There are certainly factors that tend to lend weight to the VA disability rating decision. These include the fact that many of the same impairments that are the subject of the VA composite ratings were found by the ALJ to be severe impairments, including degenerative disc disease, osteoarthritis of the hilateral hips, migraine headaches, and major depressive disorder. See Tr. 27 ¶ 3; 225, 227-28, 231, 234. Moreover, the effective date of the VA rating decision and the alleged onset of disability is the same—1 December 2016. See Tr. 25 (disability onset date); 223-25, 227-28, 230-31, 233-35 (effective date of composite ratings). Notably, as previously indicated, Bird cited a disparity in "the effective date of coverage for a claimant's disability" as a reason for limiting the weight accorded VA ratings. 699 F.3d at 343.
The court concludes that the failure by the ALJ to adequately explain her attribution of less than substantial weight to the VA rating precludes meaningful review of her decision and requires remand. See Woods, 888 F.3d at 692; Radford, 734 F.3d at 295.

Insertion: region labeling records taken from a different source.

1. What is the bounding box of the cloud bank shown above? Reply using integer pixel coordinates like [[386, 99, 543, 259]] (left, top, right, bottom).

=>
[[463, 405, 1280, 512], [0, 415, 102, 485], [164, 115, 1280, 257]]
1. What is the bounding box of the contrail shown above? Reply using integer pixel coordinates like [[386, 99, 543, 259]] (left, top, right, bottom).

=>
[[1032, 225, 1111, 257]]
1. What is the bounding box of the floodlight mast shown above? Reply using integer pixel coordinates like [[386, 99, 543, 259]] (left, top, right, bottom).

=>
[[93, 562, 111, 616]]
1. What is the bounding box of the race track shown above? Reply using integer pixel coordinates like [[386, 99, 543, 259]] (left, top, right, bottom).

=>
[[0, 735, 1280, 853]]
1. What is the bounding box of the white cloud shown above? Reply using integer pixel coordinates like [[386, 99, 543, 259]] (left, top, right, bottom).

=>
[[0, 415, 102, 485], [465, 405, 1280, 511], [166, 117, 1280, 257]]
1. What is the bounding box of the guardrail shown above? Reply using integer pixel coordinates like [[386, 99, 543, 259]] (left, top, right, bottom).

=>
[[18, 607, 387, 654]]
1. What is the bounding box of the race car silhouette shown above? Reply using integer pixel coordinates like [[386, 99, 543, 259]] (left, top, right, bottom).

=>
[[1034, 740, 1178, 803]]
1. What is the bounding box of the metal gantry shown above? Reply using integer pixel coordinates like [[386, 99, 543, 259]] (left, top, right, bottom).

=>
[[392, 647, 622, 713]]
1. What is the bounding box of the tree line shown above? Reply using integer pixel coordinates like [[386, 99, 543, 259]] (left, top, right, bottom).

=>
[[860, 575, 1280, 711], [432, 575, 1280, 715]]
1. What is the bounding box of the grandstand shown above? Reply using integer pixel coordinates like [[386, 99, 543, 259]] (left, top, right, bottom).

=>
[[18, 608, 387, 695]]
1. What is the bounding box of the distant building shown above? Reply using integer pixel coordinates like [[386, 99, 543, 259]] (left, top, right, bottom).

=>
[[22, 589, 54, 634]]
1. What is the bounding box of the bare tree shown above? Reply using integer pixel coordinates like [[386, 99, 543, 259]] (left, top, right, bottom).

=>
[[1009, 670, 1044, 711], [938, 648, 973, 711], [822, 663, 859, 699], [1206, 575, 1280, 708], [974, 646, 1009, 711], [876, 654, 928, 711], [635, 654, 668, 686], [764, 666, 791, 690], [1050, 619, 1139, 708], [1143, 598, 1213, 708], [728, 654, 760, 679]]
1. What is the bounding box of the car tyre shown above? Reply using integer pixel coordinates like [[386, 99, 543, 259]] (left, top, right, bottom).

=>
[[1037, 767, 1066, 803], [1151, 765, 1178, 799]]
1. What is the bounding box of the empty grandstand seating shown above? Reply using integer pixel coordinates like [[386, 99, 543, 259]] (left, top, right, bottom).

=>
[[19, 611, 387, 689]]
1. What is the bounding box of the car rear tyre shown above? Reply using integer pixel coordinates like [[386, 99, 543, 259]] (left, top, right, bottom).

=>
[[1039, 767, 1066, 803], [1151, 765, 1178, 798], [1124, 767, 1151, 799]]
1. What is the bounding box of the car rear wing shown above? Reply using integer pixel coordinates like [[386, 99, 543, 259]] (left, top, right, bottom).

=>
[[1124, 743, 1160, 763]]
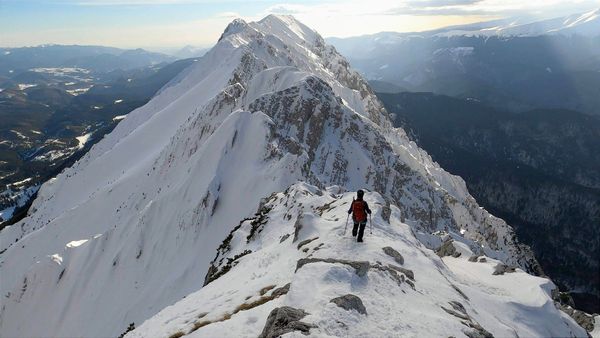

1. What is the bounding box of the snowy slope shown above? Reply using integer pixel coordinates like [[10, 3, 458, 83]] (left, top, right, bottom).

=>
[[126, 183, 586, 338], [0, 16, 575, 336]]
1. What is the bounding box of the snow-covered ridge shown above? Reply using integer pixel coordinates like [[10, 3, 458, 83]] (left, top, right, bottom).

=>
[[0, 16, 580, 336], [126, 183, 586, 338]]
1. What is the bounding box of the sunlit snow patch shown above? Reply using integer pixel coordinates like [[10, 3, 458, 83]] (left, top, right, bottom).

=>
[[48, 254, 62, 265], [66, 239, 88, 248], [18, 83, 37, 90], [76, 133, 92, 149]]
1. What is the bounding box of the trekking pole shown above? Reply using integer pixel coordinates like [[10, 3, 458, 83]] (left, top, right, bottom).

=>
[[344, 214, 350, 236]]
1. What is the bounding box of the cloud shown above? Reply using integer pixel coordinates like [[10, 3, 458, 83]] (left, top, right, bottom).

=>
[[215, 12, 242, 19], [406, 0, 483, 7], [62, 0, 266, 6]]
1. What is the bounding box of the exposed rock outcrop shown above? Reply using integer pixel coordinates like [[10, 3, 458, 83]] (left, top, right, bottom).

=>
[[330, 294, 367, 315], [258, 306, 315, 338]]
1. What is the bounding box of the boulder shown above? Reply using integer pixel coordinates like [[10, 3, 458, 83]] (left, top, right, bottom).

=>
[[258, 306, 315, 338], [330, 294, 367, 315], [382, 246, 404, 265]]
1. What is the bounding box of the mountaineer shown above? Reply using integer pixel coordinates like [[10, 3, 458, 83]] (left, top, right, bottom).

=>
[[348, 190, 371, 242]]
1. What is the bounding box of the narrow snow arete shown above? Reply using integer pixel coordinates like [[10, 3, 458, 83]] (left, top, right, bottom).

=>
[[0, 15, 586, 337]]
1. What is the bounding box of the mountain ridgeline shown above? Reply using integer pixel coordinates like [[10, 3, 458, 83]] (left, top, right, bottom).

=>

Independent of this consideration, the failure by the ALJ to properly evaluate the VA's rating was not harmless. See, e.g., Garner v. Astrue, 436 F. App'x 224, 226 n.* (4th Cir. 2011) (applying Shinseki v. Sanders, 556 U.S. 396, 409 (2009)); Huffman v. Colvin, No. 1:10CV537, 2013 WL 4431964, at *4 & n. 7, 7 (M.D.N.C. 14 Aug. 2013). Proper assessment of the VA's evaluation of plaintiff could have led to a materially different outcome in various aspects of the ALJ's analysis, including her assessment of plaintiff's statements regarding his impairments, which she discounted (Tr. 31 ¶ 5), and her determination of plaintiff's RFC. Remand of this case is therefore required on this additional ground of harmful error.
For the foregoing reasons, IT IS RECOMMENDED that plaintiff's motion (D.E. 18) for judgment on the pleadings be ALLOWED, the Commissioner's motion (D.E. 20) for judgment on the pleadings he DENIED, and this case be REMANDED to the Commissioner pursuant to sentence four of 42 U.S.C. § 405(g). In making this ruling, the court expresses no opinion on the weight that should be accorded any piece of evidence or the outcome of this case, matters that are for the Commissioner to resolve.
IT IS DIRECTED that a copy of this Memorandum and Recommendation be served on each of the parties or, if represented, their counsel. Each party shall have until 2 December 2019 to file written objections to the Memorandum and Recommendation. The presiding district judge must conduct his own review (that is, make a de novo determination) of those portions of the Memorandum and Recommendation to which objection is properly made and may accept, reject, or modify the determinations in the Memorandum and Recommendation; receive further evidence; or return the matter to the magistrate judge with instructions. See, e.g., 28 U.S.C. § 636(b)(1); Fed. R. Civ. P. 72(b)(3); Local Civ. R. 1.1 (permitting modification of deadlines specified in local rules), 72.4(b), E.D.N.C.
Any response to objections shall be filed within 14 days after service of the objections on the responding party.